Das Ziel des drastischen Rettungsplans: Der Schuldenberg soll von derzeit einer Milliarde Euro auf 400 Millionen sinken, damit das Unternehmen nicht von der Last erdrückt wird. Das Überleben sichern soll zudem eine Millionenspritze aus dem Wüstenstaat Katar. Der Solarworld-Partner Qatar Solar zahlt für ein Aktienpaket 35 Millionen Euro ins Unternehmen ein und wird größter Aktionär. Für die Rettung von Solarworld müssen auch die Aktionäre bluten. Den bisherigen Eignern steht demnach ein sogenannter Kapitalschnitt bevor. Ihr Anteil am Unternehmen sinkt auf unter fünf Prozent. 150 bisherige Aktien werden zu einer zusammengelegt.

Damit endet bei Solarworld in den nächsten Wochen eine Ära. Denn Gründer Asbeck, der in der Krise zuletzt mit seinem barocken Lebensstil angeeckt war und drei Schlösser am Rhein sein Eigen nennt, verliert die Vorherrschaft über das Unternehmen. Auch er will sich zwar mit weiteren zehn Millionen Euro an der Rettung beteiligen. Zusammen kommen die beiden entscheidenden Geldgeber künftig dann auf 49,9 Prozent der Aktien. Der Anteil des 54-jährigen Firmenchefs am Unternehmen schrumpft allerdings mit dem Rettungsplan von knapp 30 auf gut 20 Prozent.

Besser als Totalverlust

Die Deutsche Schutzgemeinschaft für Wertpapierbesitz (DSW) sieht die Rettungsversuche trotz hoher Verluste für Aktionäre und Gläubiger allemal für lohnend an. "Das ist immer besser als eine Insolvenz, die für die Aktionäre meist Totalverlust heißt", sagte ein Sprecher.

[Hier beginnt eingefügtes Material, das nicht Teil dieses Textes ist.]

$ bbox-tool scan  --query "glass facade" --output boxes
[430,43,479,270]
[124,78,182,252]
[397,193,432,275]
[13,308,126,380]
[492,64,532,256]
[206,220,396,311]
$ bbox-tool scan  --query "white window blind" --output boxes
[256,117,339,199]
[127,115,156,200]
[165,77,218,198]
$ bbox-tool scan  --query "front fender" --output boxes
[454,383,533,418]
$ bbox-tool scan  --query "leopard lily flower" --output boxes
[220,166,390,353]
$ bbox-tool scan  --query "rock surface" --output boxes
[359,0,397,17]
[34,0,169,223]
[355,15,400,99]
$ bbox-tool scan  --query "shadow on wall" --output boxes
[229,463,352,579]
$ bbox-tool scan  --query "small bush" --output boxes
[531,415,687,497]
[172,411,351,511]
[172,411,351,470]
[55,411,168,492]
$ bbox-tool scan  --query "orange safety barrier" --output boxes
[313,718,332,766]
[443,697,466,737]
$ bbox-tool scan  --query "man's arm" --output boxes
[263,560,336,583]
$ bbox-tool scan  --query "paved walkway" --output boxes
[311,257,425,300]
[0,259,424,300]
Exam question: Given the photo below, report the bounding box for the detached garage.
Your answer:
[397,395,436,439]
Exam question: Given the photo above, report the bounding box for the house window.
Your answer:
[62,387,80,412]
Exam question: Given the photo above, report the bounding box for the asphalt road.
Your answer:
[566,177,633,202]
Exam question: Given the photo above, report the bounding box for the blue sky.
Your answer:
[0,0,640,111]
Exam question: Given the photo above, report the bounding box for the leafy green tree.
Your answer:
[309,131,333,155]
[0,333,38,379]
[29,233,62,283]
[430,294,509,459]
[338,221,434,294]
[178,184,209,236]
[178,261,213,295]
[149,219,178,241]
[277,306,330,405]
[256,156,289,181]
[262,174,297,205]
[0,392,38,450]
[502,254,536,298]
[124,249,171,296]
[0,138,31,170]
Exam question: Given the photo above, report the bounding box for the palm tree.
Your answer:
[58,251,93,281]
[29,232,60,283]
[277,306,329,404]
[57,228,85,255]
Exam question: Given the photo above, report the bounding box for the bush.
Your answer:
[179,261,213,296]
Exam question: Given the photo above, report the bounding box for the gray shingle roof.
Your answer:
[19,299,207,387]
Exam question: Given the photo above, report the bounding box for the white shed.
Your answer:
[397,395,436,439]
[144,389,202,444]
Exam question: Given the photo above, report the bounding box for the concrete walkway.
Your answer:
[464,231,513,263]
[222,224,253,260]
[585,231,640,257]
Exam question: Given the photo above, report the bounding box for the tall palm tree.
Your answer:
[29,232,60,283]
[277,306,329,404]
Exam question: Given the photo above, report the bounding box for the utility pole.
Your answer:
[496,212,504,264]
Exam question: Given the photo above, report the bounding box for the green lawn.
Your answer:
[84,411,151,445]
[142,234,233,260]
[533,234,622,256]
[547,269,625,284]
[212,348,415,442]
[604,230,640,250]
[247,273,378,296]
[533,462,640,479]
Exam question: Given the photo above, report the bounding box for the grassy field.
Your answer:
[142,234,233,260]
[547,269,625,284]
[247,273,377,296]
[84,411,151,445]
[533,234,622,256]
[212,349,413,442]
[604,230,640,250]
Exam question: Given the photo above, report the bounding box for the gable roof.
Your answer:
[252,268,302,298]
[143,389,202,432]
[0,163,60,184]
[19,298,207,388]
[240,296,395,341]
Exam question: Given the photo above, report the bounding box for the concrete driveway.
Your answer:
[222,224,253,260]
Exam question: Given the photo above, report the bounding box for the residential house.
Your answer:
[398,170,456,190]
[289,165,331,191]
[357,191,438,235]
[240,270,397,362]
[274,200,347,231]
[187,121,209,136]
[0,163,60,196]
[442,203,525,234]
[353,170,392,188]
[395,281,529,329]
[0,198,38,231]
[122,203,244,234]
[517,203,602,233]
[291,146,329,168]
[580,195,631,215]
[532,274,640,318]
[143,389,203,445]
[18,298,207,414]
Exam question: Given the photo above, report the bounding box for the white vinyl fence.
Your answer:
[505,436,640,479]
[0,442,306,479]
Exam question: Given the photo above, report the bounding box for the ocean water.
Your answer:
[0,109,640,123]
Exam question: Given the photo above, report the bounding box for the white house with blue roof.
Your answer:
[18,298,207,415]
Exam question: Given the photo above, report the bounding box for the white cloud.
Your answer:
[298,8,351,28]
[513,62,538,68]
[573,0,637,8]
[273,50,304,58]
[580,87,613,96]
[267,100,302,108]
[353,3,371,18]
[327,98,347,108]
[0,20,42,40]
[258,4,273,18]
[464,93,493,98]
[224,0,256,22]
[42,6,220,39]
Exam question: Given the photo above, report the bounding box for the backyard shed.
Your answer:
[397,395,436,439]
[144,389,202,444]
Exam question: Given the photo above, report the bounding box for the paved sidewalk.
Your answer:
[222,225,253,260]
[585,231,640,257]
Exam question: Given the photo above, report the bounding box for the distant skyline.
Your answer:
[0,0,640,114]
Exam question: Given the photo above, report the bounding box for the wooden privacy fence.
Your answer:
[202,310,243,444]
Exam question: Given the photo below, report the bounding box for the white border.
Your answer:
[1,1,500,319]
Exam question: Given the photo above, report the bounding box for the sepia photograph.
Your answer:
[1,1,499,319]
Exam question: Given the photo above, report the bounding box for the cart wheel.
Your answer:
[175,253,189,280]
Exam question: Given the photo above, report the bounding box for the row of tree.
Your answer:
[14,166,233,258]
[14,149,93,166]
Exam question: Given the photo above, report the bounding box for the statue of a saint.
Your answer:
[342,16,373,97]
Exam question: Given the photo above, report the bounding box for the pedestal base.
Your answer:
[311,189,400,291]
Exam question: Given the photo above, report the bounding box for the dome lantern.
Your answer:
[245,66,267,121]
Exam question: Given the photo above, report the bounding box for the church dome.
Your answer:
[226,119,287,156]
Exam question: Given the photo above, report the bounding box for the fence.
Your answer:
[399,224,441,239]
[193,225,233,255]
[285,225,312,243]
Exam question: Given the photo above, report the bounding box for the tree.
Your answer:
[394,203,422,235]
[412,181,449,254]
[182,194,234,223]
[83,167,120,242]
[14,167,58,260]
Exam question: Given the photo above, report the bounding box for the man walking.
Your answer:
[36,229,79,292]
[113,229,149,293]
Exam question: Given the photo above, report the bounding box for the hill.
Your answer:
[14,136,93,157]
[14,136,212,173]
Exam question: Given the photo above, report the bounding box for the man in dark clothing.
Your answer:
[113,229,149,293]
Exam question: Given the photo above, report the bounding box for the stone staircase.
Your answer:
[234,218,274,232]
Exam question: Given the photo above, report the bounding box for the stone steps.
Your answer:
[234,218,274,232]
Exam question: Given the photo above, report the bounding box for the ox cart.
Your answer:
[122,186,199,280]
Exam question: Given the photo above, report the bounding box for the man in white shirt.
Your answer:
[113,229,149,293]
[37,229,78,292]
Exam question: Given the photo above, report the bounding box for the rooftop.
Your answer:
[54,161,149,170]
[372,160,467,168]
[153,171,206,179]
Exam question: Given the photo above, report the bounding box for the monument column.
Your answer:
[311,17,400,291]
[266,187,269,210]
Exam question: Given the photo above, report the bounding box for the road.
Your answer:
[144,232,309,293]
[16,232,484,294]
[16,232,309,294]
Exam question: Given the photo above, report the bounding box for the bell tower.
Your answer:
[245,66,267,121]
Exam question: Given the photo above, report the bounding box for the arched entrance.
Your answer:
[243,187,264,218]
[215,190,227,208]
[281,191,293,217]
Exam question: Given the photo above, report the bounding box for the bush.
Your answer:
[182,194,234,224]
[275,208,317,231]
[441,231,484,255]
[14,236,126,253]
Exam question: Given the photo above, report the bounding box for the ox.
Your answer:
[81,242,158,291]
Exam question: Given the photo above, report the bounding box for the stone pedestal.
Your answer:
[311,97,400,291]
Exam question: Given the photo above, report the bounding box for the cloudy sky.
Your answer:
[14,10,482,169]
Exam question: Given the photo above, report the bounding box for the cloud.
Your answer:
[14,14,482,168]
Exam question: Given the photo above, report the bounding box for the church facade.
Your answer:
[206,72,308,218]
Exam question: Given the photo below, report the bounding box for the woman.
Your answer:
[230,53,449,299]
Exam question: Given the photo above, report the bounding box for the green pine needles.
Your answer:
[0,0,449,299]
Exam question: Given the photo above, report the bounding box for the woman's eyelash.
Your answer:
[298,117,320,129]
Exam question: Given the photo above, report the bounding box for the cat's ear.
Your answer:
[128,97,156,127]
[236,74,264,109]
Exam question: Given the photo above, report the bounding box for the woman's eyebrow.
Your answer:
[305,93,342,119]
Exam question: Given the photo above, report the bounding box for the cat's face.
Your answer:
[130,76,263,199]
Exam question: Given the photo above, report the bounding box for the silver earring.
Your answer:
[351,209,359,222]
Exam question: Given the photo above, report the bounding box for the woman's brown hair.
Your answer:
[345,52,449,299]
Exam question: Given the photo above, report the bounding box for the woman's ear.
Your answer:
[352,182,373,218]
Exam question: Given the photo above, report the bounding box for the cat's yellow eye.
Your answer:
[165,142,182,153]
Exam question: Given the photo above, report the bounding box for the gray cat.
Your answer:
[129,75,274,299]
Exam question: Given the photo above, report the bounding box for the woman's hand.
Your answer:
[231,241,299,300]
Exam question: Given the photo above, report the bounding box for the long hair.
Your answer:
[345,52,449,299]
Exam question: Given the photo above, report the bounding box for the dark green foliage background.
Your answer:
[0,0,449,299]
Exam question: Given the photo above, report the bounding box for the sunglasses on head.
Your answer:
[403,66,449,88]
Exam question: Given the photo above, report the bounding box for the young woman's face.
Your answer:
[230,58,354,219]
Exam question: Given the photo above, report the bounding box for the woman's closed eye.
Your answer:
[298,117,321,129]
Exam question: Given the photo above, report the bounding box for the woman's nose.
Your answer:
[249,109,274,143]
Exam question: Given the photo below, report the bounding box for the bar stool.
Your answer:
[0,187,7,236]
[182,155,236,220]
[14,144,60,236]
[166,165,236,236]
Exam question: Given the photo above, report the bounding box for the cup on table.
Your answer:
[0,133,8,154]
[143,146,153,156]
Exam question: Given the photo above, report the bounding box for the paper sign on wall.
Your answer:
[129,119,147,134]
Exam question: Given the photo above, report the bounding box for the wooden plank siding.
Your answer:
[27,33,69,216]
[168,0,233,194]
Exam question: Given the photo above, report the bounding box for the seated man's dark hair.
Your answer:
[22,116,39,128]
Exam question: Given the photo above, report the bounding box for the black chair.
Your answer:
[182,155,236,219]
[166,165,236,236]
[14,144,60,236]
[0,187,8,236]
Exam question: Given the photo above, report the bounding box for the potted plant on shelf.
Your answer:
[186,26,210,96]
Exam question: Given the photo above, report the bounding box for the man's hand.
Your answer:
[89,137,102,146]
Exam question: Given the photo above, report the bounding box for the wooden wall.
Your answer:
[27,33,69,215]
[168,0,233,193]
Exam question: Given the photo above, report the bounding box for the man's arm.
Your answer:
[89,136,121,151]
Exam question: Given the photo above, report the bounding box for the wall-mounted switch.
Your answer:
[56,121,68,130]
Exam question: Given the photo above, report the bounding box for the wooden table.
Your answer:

Die Zeit drängt, denn dem Unternehmen geht das Geld aus. Der Umsatz von Solarworld ist im ersten Halbjahr gegenüber dem Vorjahr um 40 Prozent auf 201 Millionen Euro gesunken. Nach vorläufigen Zahlen verbuchte die Firma einen Konzernverlust von fast 70 Millionen Euro. Die liquiden Mittel sanken um fast 30 Prozent auf rund 160 Millionen Euro. Auch für die 2600 Mitarbeiter, die Solarworld an den Produktionsstandorten in Freiberg/Sachsen und Hillsboro im US-Bundesstaat Oregon sowie der Zentrale in Bonn beschäftigt, geht es um ihre Existenz.

Einer bleibt optimistisch: Gründer Frank Asbeck. "Mit 99,9 Prozent Zustimmung haben die Gläubiger gezeigt, dass sie an Solarworld glauben", sagte er.